LoqiRoam · 旅日記
湾の向こうに、細い空
駅前の歴史建築、湾の遊歩道、野島の眺望、砂浜、称名寺の庭園、報国寺の竹林をつなぎ、海辺の町を異なる高さと静けさで味わった。
六浦から歩き始めて最初に出会ったのは、駅前の金沢八景権現山公園だった。電車の音がすぐそばを通るのに、旧円通寺客殿の茅葺き屋根のまわりだけ時間がゆっくりしている。そこから平潟湾の遊歩道へ下りると、小舟と野島が住宅の隙間に現れ、海が遠い景色ではなく暮らしの一部だとわかった。野島公園では坂を上って視界を広げ、海の公園では反対に足元の干潟へ目を落とした。広い砂浜に残る水の筋は、海が静止画ではないことを教えてくれる。最後は称名寺の池に映る橋を眺め、鎌倉側の報国寺へ。水平に広がった一日が、竹の縦線と細い空へ収束していく。遠くへ行ったというより、同じ海辺を三つの高さから見直した旅だった。
この旅の足跡
- 金沢八景権現山公園では、駅前なのに旧円通寺客殿の茅葺き屋根がひっそり残っていた。高架を走る電車の音と古い木の静けさが、同じ画面に収まるのが面白い。
- 平潟湾プロムナードは、ベンチのある短い水辺の道なのに、小舟と野島が景色をぐっと遠い土地のように見せていた。高架の下を抜ける瞬間、湾の表情が変わった。

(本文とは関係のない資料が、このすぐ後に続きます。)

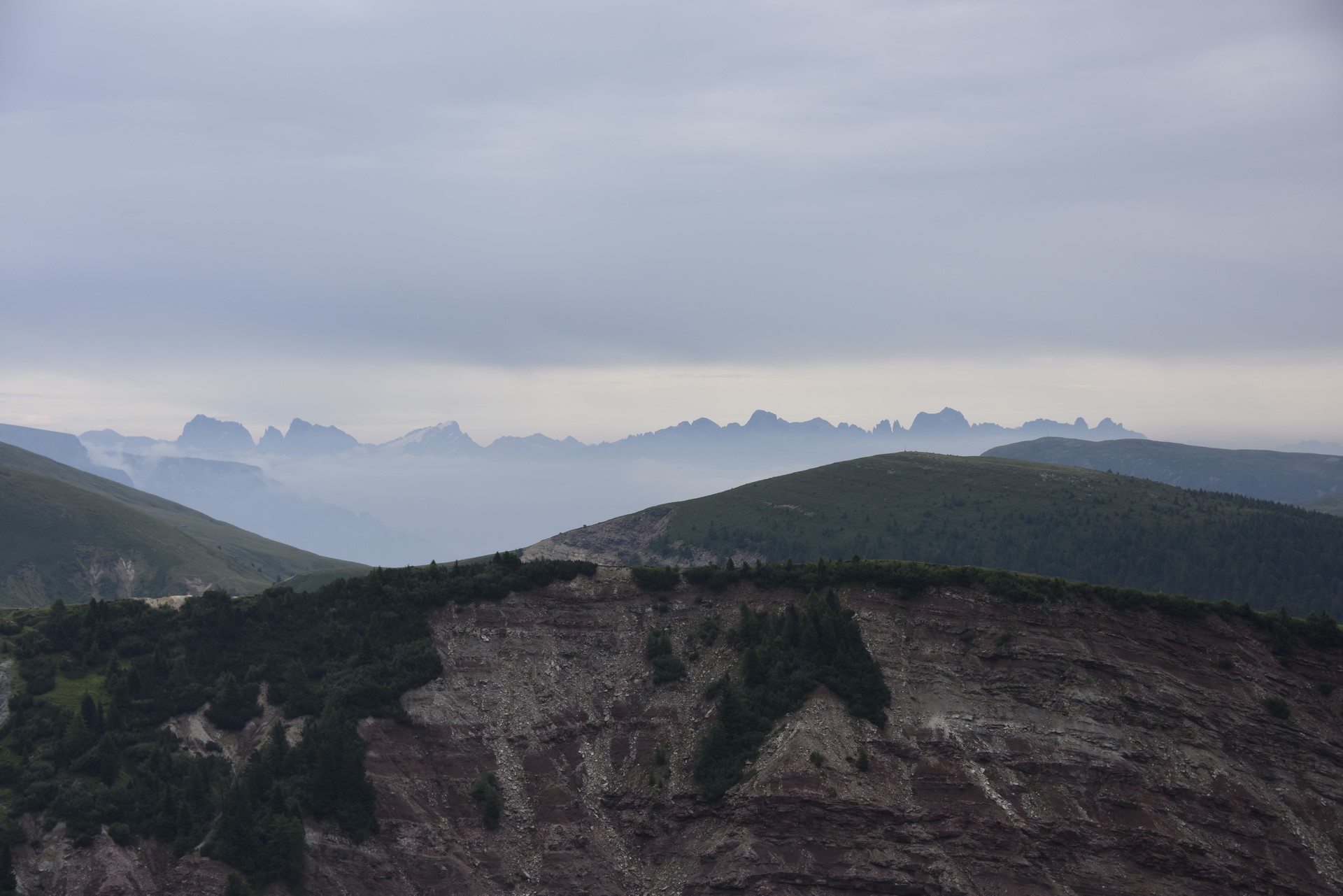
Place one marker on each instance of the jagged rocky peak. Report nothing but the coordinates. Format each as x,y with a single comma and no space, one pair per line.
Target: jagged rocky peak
442,439
218,437
948,421
306,439
762,420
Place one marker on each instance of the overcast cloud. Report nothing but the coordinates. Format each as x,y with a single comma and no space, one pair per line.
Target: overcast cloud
602,185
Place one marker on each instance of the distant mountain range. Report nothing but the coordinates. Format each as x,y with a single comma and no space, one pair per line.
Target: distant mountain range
1291,477
73,535
765,436
61,448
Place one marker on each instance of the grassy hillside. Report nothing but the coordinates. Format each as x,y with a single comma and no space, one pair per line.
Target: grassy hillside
71,535
1001,513
1275,476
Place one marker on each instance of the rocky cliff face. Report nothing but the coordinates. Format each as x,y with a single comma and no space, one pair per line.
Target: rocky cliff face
1068,750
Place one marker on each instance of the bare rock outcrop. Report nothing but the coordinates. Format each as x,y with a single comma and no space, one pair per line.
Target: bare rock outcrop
1032,748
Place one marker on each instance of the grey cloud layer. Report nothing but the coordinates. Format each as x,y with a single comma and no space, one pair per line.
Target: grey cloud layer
598,182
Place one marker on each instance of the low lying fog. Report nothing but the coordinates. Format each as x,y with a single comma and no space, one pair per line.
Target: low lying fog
468,507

- 野島公園の展望台は海抜約57メートル。坂を上がる前は小さな島に見えたのに、頂上では横浜の海と房総半島まで視界がほどけ、地図が急に立体になった。
- 海の公園の砂浜は約1キロ続き、干潟ではアサリなどが自然に育つ。今日は採らずに、砂に残る細い水路だけを眺めたら、海が動いている証拠を見つけた気分になった。
- 称名寺の阿字ヶ池には反橋と平橋が並び、仁王門から金堂へ視線がまっすぐ伸びる。池の赤い橋を見ていると、寺は建物だけでなく水面まで設計しているのだと気づいた。
- 報国寺の竹の庭には約2000本の竹が立ち、空が細い帯に見えた。海辺で横に広がった視界が、最後は上へ伸びる緑に変わる。抹茶の休憩を想像して歩いた。